Meanwhile in Leeds Sally and Tasha were keeping their engagement with Julie at NatWest bank. Julie couldn’t believe her luck as she stepped into the foyer to greet her two visitors. Sally looked hot beyond belief in a cream colored suit that looked very snug around her opulent curves. 

_ “Ah - the dream chubby,” _reflected Julie. _"The former tennis champion is now definitely getting fat…perfect!" _

The older women, who Julie correctly took to be Tasha, was also a hottie in her own right. Her curves were positively exploding out of her pin striped trouser suit and Julie could only imagine Tasha’s considerable appetite. 

_ “No wonder you were so out of breath running across the office!,” _Julie thought, referring to their contact the day before.. 

“Hi Sally,” greeted Julie, tacitly ignoring Tasha, who she knew to be married and who at one level Julie wished wasn’t even there..

The two consultants smiled and shook hands. They exchanged greetings and began walking towards the lift. Julie smirked to herself. She was toned and athletic and wearing flat soled shoes. Both Sally and Tasha were overweight and in very tall heels…Julie decided to pick up the pace.

_"Its probably cruel to be doing this,”_ thought Julie in regards to the two overweight saleswomen. As the pace quickened she could hear the click clack of heels struggling to keep up. Tasha was finding it the hardest. She really was getting fat and her thighs rubbed together as she struggled to keep up. Silently Tasha had fleeting second thoughts about the creamy lattes, bowls of ice cream and extra portions of fries she’d ordered over the years. Eventually she had to say “Could you please slow down a little.”

Julie stopped and smiled. Both consultants looked flushed…

_”What a pair of fatties! This is going to be fun!” _fantasized Julie. 

“Of course, silly me. I forgot you two are in heels” she said aloud.

Sally smiled gratefully. Whilst she wasn’t in Tasha’s panting state the prospect of a power wiggle to the lift was not appealing to the corporate chubby. The embarrassed Tasha was simply gasping for breath.

One hour later both Sally and Tasha were coming towards the end of their presentation. Julie had made sure coffee and biscuits were provided. She had watched with satisfaction as both babes had snacked throughout the meeting. Julie had no doubt that NatWest could use the services of Hays Richmond, a fact which meshed nicely with her personal designs concerning Sally, but in truth she didn’t actually have the authority to simply add them to the preferred suppliers list.

Besides, Julie wanted to have a little more fun at the two hotties expense. As Sally wrapped up her portion of the presentation Tasha moved into her phase of the sales pitch. As she ran through her sales patter, which was pretty formula, Julie’s mind wandered. She couldn’t stop her imagination from wandering into the absurdly impossible:

_Both Sally and Tasha’s fat bums in Jullie’s daytime dream were resting contentedly on their chairs. Both were so chubby and out of shape that as the chairs bent under their bulk neither were in any position to protest. In fact all they could do was exchange confused and dumb looks as their fat behinds were locked in. 

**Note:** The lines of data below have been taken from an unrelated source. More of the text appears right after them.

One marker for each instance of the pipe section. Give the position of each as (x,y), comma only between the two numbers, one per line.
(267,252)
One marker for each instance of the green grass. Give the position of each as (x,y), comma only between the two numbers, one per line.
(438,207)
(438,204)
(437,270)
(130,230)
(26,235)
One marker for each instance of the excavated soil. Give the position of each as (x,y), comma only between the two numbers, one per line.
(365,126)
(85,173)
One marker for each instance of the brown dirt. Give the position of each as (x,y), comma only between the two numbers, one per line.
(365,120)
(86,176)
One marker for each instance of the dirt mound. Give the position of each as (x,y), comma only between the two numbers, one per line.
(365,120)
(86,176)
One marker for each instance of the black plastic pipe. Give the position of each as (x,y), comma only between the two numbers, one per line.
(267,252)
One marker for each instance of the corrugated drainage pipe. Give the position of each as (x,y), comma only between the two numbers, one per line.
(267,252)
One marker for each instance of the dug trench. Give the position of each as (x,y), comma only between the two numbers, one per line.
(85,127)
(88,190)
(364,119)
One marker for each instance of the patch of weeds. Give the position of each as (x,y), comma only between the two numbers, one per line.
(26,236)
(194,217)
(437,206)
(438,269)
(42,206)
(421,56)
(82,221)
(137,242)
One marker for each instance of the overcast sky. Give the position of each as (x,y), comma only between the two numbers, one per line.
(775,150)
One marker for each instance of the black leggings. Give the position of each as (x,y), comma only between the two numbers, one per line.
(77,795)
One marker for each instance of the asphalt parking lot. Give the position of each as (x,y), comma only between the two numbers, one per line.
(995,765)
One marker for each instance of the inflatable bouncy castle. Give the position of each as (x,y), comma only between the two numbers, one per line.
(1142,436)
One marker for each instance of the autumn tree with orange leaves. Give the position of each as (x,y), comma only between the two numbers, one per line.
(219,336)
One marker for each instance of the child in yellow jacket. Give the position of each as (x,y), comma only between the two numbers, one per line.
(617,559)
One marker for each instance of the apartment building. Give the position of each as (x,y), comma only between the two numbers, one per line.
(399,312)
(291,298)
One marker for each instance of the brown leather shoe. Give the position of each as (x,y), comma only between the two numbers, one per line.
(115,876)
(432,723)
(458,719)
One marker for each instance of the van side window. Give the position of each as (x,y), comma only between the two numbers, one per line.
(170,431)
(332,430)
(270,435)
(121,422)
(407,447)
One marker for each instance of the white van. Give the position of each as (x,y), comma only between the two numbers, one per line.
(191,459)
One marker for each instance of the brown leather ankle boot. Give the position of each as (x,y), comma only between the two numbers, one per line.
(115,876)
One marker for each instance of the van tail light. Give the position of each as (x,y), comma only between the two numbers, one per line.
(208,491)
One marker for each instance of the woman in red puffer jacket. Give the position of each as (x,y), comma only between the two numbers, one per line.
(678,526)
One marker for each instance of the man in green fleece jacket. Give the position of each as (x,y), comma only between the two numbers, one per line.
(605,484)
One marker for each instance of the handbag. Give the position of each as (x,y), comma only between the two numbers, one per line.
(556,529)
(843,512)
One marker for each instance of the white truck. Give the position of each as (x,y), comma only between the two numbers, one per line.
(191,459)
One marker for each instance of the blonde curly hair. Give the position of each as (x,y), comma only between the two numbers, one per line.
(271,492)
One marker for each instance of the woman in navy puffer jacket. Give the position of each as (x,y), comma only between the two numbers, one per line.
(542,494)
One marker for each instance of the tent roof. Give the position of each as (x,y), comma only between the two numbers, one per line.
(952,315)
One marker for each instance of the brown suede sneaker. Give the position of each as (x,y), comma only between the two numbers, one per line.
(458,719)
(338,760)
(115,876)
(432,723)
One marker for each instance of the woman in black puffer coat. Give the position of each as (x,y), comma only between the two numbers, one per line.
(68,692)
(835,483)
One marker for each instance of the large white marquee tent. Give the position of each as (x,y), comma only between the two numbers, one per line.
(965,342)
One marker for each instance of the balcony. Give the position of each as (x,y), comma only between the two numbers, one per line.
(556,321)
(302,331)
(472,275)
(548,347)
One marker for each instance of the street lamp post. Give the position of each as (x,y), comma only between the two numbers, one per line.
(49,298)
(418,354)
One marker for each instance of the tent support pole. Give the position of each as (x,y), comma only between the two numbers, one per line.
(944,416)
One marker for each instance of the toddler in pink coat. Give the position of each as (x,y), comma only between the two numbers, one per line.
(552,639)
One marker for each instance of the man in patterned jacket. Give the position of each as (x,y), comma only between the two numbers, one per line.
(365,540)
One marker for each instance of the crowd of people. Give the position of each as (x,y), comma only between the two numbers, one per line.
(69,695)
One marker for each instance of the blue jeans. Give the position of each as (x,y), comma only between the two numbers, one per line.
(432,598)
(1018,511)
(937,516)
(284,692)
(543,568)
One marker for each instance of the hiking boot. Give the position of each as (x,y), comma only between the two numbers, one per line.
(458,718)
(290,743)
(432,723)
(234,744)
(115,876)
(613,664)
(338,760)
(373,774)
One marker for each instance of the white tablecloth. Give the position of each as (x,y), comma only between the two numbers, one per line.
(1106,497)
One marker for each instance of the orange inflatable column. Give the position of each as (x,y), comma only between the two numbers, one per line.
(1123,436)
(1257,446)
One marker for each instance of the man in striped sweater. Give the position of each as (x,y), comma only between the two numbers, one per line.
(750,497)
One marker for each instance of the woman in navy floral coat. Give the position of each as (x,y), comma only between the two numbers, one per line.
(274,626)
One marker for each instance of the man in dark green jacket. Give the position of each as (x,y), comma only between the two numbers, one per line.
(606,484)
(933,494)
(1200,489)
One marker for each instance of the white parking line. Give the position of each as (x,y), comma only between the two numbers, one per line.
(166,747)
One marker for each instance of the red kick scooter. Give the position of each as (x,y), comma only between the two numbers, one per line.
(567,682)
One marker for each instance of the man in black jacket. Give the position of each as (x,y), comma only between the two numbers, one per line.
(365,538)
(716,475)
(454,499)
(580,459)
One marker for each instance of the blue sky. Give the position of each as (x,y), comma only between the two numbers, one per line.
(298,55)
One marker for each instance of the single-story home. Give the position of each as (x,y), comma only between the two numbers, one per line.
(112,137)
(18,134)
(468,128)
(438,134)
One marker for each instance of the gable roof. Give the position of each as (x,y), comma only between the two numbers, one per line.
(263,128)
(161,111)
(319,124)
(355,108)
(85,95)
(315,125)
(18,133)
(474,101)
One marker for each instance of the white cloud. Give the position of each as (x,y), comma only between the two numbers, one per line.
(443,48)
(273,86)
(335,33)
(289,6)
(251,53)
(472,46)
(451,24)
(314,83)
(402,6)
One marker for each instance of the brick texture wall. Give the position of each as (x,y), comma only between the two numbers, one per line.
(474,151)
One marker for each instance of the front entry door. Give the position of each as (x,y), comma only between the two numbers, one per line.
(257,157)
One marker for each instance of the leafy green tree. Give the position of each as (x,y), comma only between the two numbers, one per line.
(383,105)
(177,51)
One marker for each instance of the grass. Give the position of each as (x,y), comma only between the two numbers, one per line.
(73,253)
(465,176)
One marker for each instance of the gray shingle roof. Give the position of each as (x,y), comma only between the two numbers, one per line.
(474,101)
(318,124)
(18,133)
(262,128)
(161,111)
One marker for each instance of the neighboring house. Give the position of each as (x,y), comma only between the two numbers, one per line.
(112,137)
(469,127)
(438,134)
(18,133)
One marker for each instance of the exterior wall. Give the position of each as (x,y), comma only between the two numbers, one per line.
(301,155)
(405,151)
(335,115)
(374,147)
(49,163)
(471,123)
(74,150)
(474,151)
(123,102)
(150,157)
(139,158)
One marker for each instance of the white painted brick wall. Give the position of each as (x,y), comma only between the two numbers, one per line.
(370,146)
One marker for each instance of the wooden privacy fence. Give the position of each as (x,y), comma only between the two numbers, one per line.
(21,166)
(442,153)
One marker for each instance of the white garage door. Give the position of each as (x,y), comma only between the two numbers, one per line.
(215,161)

Julie smirked at them in her imagination. 

“Now if you two greedy girls want my business,” she said in her dream, “you’re going to have to work for it. I’ve watched you two snacking away and I reckon you both like to eat? Well let’s see you eat until you burst” 

Both Sally and Tasha gasped in Julie’s fantasy as a giant mechanical feeding device lowered from the ceiling. It had a huge tube connected to a giant drum that contained a swirling mixture of milk, ice cream and chocolate. Both consultants squirmed in their seats…their jaws dropped as the machine came closer. 

“Big mistake girls” laughed dream Julie with a smirk.. 

The tube went straight into their open mouths and the machine began pumping. Both Sally and Tasha’s eyes bulged as the machine pumped more and more of the high calorie mixture into them. They had to gulp hard to keep pace with the sweet gooey mixture…and Julie watched as they visibly fattened in front of her…her two greedy little fantasy piggies getting bigger and bigger with each gulp… 

“You won’t even be able to walk out of this office…” Julie in her day-dream reverie reverie chortled​_
"…so I think you’ll agree that Hays Richmond can definitely help you. I’d be happy to send over some sample candidate details” wound up Tasha, making the pregnant pause that every sales person learns to use as a trial close. 

It was Julie’s turn to speak, and neither the thoroughly trained Tasha or Sally would utter a word until she did. 

Julie was well aware of the rules but, because she’d been day dreaming, wasn’t properly prepared to respond on cue.

Julie suddenly realized that she’d picked up on most of what Sally had said but hadn’t tracked a single word of Tasha’s spiel.

Julie blinked. She was back in reality.

“Oh…uh…yes maybe.” Julie stammered. “I need to run it past my boss and I’ll get back to you. In the meantime how does lunch sound to you girls?”

“Great!” gushed Sally, remembering the previous day’s lunch. Tasha, whose belly always enjoyed a meal out, nodded too. 

------------

After a full forty minutes more stationary the motorway finally did begin moving, albeit slowly. Stephanie shook her head in exasperation as she crawled past the broken down big rig that had caused the hold up. She punched in Matthew Hodgson’s direct dial number into her phone. She looked at the time; it was now eleven and she was at least thirty minutes out of Leeds city centre.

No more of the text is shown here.